HJHS teachers: It’s all a lie’
By Marconi Calindas
Reporter
Several Hopwood Junior High School teachers, including some support staff, are crying foul over recent reports of teacher complaints against school principal Jim Brewer and vice principal Beth Nepaial, saying the people behind the complaints do not represent them.
This arose after the Public School System received a signed petition alleging of “mistreatment and belittling” of teachers and staff, supposedly by Brewer and Nepaial.
School counselor Nariany Sikyang reportedly led the signature drive.
“The counselor did not have the majority’s approval on that petition,” said the teachers, who agreed to speak yesterday on condition of anonymity.
The teachers said that the signature drive only gathered 26 signatures and not all of them were of teachers.
Hopwood has a total of 82 employees, over 50 of which are teachers; the rest are administrative and support staff.
“So it’s not the majority,” the teachers said.

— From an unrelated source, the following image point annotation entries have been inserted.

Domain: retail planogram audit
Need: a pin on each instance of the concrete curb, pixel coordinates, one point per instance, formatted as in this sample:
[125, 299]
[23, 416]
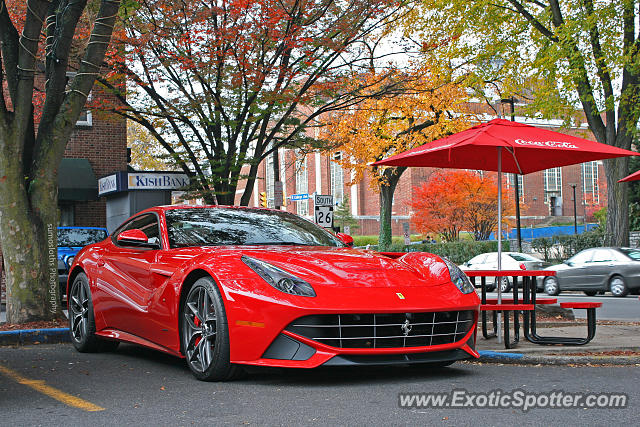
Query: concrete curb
[34, 336]
[527, 359]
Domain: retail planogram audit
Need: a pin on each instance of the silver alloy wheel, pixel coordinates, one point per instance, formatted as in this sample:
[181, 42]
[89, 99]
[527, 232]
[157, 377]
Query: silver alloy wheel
[617, 286]
[79, 308]
[199, 328]
[551, 286]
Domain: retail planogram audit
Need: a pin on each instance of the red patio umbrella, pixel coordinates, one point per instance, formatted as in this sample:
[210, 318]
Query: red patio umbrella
[633, 177]
[504, 146]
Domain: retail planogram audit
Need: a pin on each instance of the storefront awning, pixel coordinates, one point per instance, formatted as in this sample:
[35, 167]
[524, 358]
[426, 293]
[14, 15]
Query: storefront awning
[76, 180]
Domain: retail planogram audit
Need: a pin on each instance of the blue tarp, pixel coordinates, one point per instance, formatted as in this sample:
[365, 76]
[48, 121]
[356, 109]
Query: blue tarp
[533, 233]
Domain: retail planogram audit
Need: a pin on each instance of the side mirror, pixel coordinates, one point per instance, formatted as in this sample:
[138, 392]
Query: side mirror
[136, 238]
[345, 238]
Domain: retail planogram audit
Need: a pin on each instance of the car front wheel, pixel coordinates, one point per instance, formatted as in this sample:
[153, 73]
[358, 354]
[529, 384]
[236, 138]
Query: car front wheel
[618, 287]
[205, 334]
[551, 286]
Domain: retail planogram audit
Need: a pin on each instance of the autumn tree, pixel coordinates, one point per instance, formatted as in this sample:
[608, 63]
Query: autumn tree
[223, 84]
[559, 55]
[425, 107]
[38, 111]
[146, 153]
[455, 200]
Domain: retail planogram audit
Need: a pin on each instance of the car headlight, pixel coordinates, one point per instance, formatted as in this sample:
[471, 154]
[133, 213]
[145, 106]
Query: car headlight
[278, 278]
[458, 278]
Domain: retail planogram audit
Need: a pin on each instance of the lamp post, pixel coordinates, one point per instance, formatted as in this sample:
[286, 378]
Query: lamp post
[511, 101]
[575, 210]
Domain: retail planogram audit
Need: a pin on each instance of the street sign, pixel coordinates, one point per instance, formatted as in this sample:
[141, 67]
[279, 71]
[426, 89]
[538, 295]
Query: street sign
[323, 200]
[297, 197]
[324, 216]
[278, 197]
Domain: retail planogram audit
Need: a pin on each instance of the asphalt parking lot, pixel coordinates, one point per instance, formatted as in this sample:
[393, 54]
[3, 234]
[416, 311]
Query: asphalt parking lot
[38, 385]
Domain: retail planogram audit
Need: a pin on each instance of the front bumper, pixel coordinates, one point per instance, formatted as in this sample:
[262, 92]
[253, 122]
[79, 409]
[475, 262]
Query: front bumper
[259, 332]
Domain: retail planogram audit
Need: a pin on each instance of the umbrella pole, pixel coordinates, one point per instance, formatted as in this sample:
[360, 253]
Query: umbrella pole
[499, 279]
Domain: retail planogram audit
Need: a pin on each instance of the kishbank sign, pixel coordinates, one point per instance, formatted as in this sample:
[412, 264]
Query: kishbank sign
[123, 181]
[156, 181]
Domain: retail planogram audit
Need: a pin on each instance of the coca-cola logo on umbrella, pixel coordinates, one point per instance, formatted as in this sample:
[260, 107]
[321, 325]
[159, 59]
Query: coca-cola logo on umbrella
[552, 144]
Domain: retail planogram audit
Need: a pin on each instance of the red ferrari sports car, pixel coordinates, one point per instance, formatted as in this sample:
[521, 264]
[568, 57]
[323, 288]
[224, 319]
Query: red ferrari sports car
[231, 286]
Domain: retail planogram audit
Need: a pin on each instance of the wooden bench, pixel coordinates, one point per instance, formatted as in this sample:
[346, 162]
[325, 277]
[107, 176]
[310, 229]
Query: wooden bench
[591, 307]
[505, 308]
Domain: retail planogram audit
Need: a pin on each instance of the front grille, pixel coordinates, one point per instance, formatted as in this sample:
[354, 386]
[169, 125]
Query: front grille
[385, 330]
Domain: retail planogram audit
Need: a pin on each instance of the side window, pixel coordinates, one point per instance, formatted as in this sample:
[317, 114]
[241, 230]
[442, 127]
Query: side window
[493, 257]
[477, 260]
[603, 255]
[582, 257]
[148, 224]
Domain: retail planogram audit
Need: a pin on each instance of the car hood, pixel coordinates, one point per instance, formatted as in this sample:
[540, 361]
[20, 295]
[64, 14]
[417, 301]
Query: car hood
[345, 267]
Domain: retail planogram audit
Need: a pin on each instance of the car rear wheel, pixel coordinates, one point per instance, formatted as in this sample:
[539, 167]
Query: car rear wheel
[618, 287]
[205, 333]
[82, 321]
[551, 286]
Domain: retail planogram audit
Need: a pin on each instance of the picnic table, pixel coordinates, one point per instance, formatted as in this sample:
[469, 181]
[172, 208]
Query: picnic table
[526, 304]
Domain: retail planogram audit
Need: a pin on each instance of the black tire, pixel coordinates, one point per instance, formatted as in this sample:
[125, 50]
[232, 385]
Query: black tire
[618, 286]
[82, 323]
[203, 318]
[551, 286]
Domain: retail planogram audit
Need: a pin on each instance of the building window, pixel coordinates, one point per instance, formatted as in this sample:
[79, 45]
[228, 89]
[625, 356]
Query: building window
[512, 183]
[269, 180]
[302, 184]
[552, 183]
[85, 119]
[337, 179]
[590, 187]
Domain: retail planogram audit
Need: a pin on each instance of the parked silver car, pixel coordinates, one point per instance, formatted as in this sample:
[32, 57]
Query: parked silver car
[597, 270]
[510, 261]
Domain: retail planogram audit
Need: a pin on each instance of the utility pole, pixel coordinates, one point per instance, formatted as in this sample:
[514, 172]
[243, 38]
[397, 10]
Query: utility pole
[575, 211]
[511, 101]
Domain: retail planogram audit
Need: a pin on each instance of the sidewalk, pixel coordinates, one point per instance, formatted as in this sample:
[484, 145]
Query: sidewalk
[610, 344]
[613, 344]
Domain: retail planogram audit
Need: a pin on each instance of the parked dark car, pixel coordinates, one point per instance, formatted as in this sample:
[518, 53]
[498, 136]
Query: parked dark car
[597, 270]
[70, 241]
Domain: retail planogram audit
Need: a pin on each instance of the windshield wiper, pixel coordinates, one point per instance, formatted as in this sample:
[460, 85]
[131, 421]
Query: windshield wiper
[281, 244]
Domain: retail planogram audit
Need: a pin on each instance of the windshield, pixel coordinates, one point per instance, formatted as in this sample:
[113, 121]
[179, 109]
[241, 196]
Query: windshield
[80, 236]
[230, 226]
[634, 254]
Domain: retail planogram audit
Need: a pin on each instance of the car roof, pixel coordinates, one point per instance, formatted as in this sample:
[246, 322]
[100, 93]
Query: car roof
[77, 227]
[164, 208]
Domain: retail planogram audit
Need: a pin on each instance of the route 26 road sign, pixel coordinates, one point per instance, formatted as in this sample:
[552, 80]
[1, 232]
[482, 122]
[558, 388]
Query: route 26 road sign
[324, 216]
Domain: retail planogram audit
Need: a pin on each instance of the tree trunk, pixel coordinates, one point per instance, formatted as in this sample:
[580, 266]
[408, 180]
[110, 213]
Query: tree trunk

The Saipan Tribune tried to obtain comments from Sikyang but she was unavailable as of press time. Brewer and Nepaial have refused to comment on the allegations on the advice of the PSS legal counsel.
The teachers said that Sikyang asked for their signatures during instruction hours, when they were preoccupied with teaching or other matters. They alleged that she even asked for a maintenance employee who barely reads and write to sign the petition, not explaining what he was signing and for what purpose.
“Three teachers already complained that Sikyang asked them to sign the petition while holding on to other papers. When these teachers read the letter, they wanted to erase their signatures, but Sikyang refused to have their names removed. The three teachers felt that they were tricked,” one of the teachers said.
These teachers insist that Brewer and Nepaial do not harass nor belittle teachers at Hopwood. “If they are mistreating or discriminating against ethnicity, they would not have hired Asian instructors,” said one of the foreign teachers.
A local teacher said that majority of the teachers did not buy Sikyang’s story.
On the issue of the Hopwood principal issuing memoranda, they said that these are basically warnings or sanction letters intended to discipline some teachers and staff who mostly have problems with punctuality.
As for Sikyang’s allegation that she was made to sit on a corner during a meeting, the teachers attested that she was the one who chose to sit on the corner as there were two to three vacant seats available during that meeting.
She was also taken from the leadership committee due to professional reasons, according to them.
“All false. It was all a lie!” said one teacher. “The other paper should have verified facts first before they wrote that,” she added.
She alleged that the students and parents are being used and that Sikyang should have consulted the school administration first before going to the media.
“We have our own code of ethics as teachers in the school,” another teacher said.
The teachers described Brewer as “an honorable man.”
“He is humble and generous and keep a low profile,” said the teachers.
PSS associate commissioner David M. Borja also vouched for Brewer, saying he is a most qualified man and not the type who would belittle any staff due to ethnic origin.
The teachers said that they agreed to the interview to let the public know that “majority of the teachers believe that their greatest concern are the children, and that Hopwood remains one of the best schools, if not the best junior high schools in the CNMI.”